Sophia, the eerily human-like (in both appearance and intelligence) machine, was granted Saudi citizenship in October. Here’s her speaking about it:
Benjamin Kuipers
Professor of computer science and engineering at the University of Michigan
I don’t believe that there is any plausible case for the “yes” answer, certainly not at the current time in history. The Saudi Arabian grant of citizenship to a robot is simply a joke, and not a good one.
Even with the impressive achievements of deep learning systems such as AlphaGo, the current capabilities of robots and AI systems fall so far below the capabilities of humans that it is much more appropriate to treat them as manufactured tools.
There is an important difference between humans and robots (and other AIs). A human being is a unique and irreplaceable individual with a finite lifespan. Robots (and other AIs) are computational systems, and can be backed up, stored, retrieved, or duplicated, even into new hardware. A robot is neither unique nor irreplaceable. Even if robots reach a level of cognitive capability (including self-awareness and consciousness) equal to humans, or even if technology advances to the point that humans can be backed up, restored, or duplicated (as in certain Star Trek transporter plots), it is not at all clear what this means for the “rights” of such “persons”.
We already face, but mostly avoid, questions like these about the rights and responsibilities of corporations (which are a form of AI). A well-known problem with corporate “personhood” is that it is used to deflect responsibility for misdeeds from individual humans to the corporation.
Birgit Schippers
Visiting research fellow in the Senator George J. Mitchell Institute for Global Peace, Security and Justice at Queen’s University Belfast
At present, I don’t think that robots should be given the same rights as humans. Despite their ability to emulate, even exceed, many human capacities, robots do not, at least for now, appear to have the qualities we associate with sentient life.
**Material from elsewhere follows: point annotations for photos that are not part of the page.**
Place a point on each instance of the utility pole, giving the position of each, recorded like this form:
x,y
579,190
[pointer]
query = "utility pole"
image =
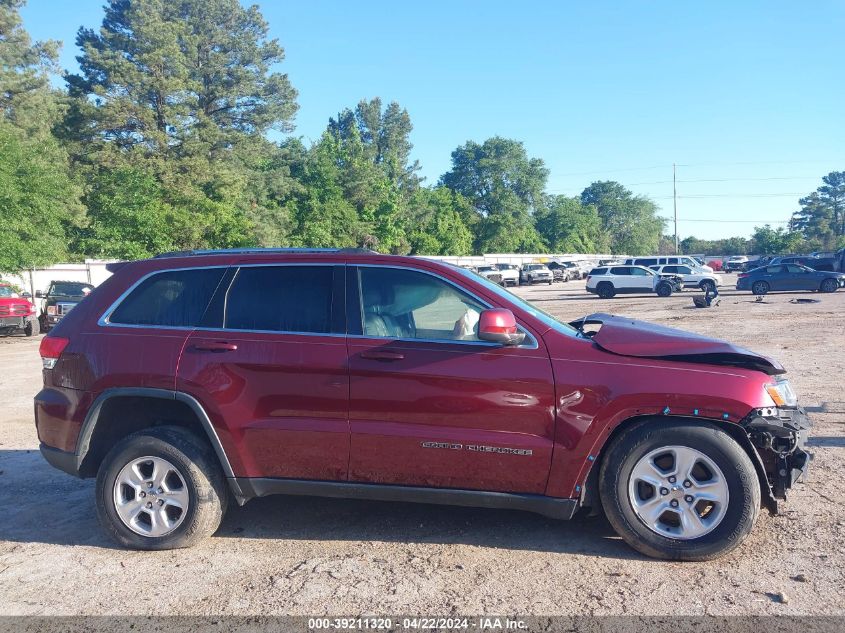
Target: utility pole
x,y
675,203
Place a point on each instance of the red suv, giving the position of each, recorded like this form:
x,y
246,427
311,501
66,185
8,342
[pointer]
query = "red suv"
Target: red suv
x,y
192,378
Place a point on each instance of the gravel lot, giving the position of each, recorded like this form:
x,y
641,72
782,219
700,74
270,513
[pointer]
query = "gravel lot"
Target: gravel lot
x,y
306,556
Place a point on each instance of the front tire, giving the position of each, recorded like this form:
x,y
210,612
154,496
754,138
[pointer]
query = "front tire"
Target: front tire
x,y
760,288
664,289
161,488
679,490
32,327
829,285
707,285
606,290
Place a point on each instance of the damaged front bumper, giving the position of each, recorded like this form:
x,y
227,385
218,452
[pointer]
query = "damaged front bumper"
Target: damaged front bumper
x,y
779,436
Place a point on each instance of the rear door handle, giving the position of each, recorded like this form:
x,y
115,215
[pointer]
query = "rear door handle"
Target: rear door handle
x,y
217,346
383,355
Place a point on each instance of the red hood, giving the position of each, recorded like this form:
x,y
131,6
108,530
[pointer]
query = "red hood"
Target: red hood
x,y
629,337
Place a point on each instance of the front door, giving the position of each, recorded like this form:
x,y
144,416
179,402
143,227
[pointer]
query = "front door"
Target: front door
x,y
430,403
272,364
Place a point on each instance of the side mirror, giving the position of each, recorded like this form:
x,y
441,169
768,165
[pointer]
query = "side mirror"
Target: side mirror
x,y
498,325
Of course, rights are not the exclusive preserve of humans; we already grant rights to corporations and to some nonhuman animals. Given the accelerating deployment of robots in almost all areas of human life, we urgently need to develop a rights framework that considers the legal and ethical ramifications of integrating robots into our workplaces, into the military, police forces, judiciaries, hospitals, care homes, schools and into our domestic settings. It means that we need to address issues such as accountability, liability and agency, but that we also pay renewed attention to the meaning of human rights in the age of intelligent machines.
Ravina Shamdasani
Spokesperson for the United Nations Human Rights Office
My gut answer is that the Universal Declaration says that all human beings are born free and equal … a robot may be a citizen, but certainly not a human being?
So … The consensus from these experts is no. Still, they say robots should still receive some rights. But what, exactly, should those rights look like?
One day, Schippers says, we may implement a robotic Bill of Rights that protects robots against cruelty from humans. That’s something the American Society for the Prevention and Cruelty for Robots already has conceived.
In time, we could also see that robots are given a sort of “personhood” similar to that of corporations. In the United States, corporations are given some of the same rights and obligations as its citizens — religious freedom, free speech rights. If a corporation is given rights similar to humans it could make sense to do the same for smart machines. Though, people are behind corporations … if AI advances to the point where robots think independently and for themselves that throws us into a whole new territory.